Benefit managers seen as a threat to small drugstores
Published 5:00 am Sunday, July 22, 2012
HACKENSACK, N.J. — In Palisades Park, N.J., Michael and Louis Giannantonio are trying to keep their 57-year-old family-owned drugstore healthy with a recipe their father taught them: friendliness and service.
In Cresskill, N.J., Sree and Satish Vattimilli are hoping home deliveries and consultations and greeting customers by name will immunize their store from the competition.
In Haworth, N.J., Bill and Denise Hayes are counting on a dose of high-tech innovation mixed with an old-fashioned mom-and-pop style of doing business to keep their pharmacy alive.
Independent drugstores fill hundreds of prescriptions a day for ailments such as diabetes, migraines and ear infections. But store owners say they won’t be able to continue doing that unless they find a remedy for the intense pressure they are feeling from a system that squeezes their profits and gives new competitors an unfair advantage.

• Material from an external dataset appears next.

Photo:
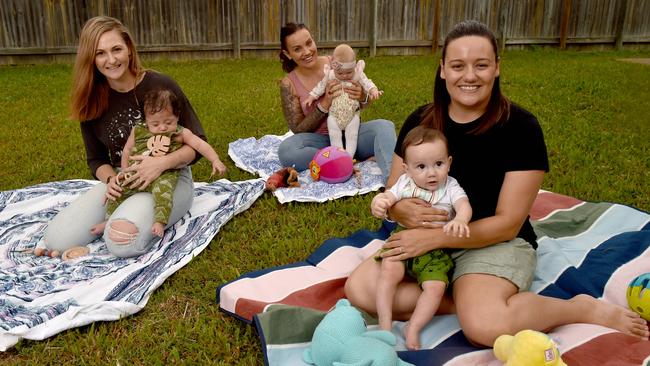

They’re not so much worried about the proliferation of chain drugstores or the big-box discounters as they are the pharmacy benefit manager companies that were born about 30 years ago to process prescription claims for insurers and have grown into giant corporations that control what drugstores can charge. Sometimes, they even compete with pharmacies through their own mail-order operations.
“We lose patients every day to mail order, specialty pharmacy, restricted networks and other methods that the PBMs use to drive prescriptions to their own businesses,” said Matt Kopacki, owner of Rock Ridge Pharmacy in Glen Rock, N.J. “The system is stacked against the local pharmacy, and in some cases, even against the national chain drugstores.”
“One of the elements of unfairness of these prescription benefit programs is that the same companies who design the programs own the mail-order pharmacies to which patients are directed,” said Daniel Hussar, a professor at the Philadelphia College of Pharmacy and author of “The Pharmacist Activist” newsletter.
Some patients, particularly those using expensive medicines for chronic conditions, are told their only option is to have the drugs delivered by mail. Others are urged to switch to mail order to be eligible for a lower co-payment.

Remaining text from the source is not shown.